In all, I felt like this detailed review represented a new level of maturity for ISU’s industrial cybersecurity program. I am excited for how these changes will better prepare our students to tackle the complexity of an exciting and evolving field.
17 Graduates
This was a great school year.
We had 17 students in the Industrial Cybersecurity program cohort last August. All 17 graduated this Spring — either with their first Associate Degree (2 year program), or with an Intermediate Technical Certificate (1 year program on top of a previous degree).



I love the cohort model be because it allows students to work with people who have different backgrounds. Four cohort members were veterans. Two had previous master degrees. One was a graduate of the Naval Academy. Several were over 40. A couple were barely 20. Many of the students had lined up jobs and internships before graduating.
As the program has grown, the curriculum and delivery have improved. On the whole, I’d say that this cohort made it farther than any previous group. As we completed a Jeopardy-style review for the program-comprehensive knowledge exam, I loved it when students pointed out errors with the questions!
I am excited to see where these students go and how they influence not just their employers, but the industry and the world!
IT-OT Fundamentals Course
We launched a new course: ESET 181 IT-OT Fundamentals about three years ago. I am the primary course author. I haven’t done a lot of looking, but it could be the only such course in the country.
Industrial Cybersecurity students take the course in their first semester. It is also a required course for ISU’s Electrical Engineering Technology (EET) students. This means that we teach two sections each fall, and one section each spring (EET has a start in the spring and fall).
The first time I offered the course, it was rough. Industrial Cybersecurity students really liked it. But EET students couldn’t see why they needed to learn about computers and networks.

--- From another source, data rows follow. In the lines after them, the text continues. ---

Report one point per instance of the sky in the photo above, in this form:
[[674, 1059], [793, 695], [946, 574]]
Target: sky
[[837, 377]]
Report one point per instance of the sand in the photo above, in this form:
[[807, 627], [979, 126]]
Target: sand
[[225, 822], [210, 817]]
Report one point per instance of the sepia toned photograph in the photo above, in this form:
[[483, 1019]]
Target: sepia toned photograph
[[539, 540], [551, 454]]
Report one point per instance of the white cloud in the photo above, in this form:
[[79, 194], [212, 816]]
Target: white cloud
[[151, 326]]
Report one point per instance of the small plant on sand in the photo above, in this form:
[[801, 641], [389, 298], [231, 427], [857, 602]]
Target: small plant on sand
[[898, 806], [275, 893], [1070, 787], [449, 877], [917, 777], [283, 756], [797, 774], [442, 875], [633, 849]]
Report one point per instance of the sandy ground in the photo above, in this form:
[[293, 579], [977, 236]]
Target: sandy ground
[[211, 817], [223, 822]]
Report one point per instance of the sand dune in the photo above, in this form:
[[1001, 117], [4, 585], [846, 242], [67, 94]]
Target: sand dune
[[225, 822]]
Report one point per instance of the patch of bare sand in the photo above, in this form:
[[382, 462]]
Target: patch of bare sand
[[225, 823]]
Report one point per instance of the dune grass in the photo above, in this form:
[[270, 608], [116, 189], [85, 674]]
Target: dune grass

So, we sat down and really worked through the course to make it relevant from day 1. We structured the hands-on elements of the course around a semester long project-based learning (PBL) experience.
I love PBL — especially when the projects are applicable to real life. Because we are in Idaho, we based the project around upgrading the automation system for dehyrated potatoes.
Students read a real news article and a real job posting explaining the needs of a local employer.
The students then learn about the convergence of IT and OT with a variety of hands-on experiences. These include tearing down a computer, designing a SCADA HMI screen, creating a simple temperature control loop with a Raspberry Pi, performing basic switch configuration, and many others. In the end, these aggregate into a final project.
The image below shows the kit students build as they learn about the concepts. Temperature control loop consists of a light bulb, thermocouple, and relay board.
We’ve made several enhancements over the years (and have more to make!), and I am pleased to say we are hitting the mark. Here is some feedback from three of our EET students who just completed the course:
The most important thing I learned from the project was how interconnected OT and networking are. When drawing the network diagram I realized how the two are becoming closer and closer together. I learned that even though I am in an OT role, a good understanding of IT will put me leaps ahead…
The most important thing I learned form the project was the importance of a network and why the Purdue model is such a useful tool. When everything is connected and running it has to work in sync or the whole system doesn’t work. The networking is so much more than I thought it was and I do have a more profound respect for it.
The project helped me understand aspects of IT/OT the most. These were the networking of OT devices, setting up networks, and I was so grateful for the many examples of real world situations and scenarios. I can definitely see myself reflecting on this class and the learning activities as I enter and progress through my career.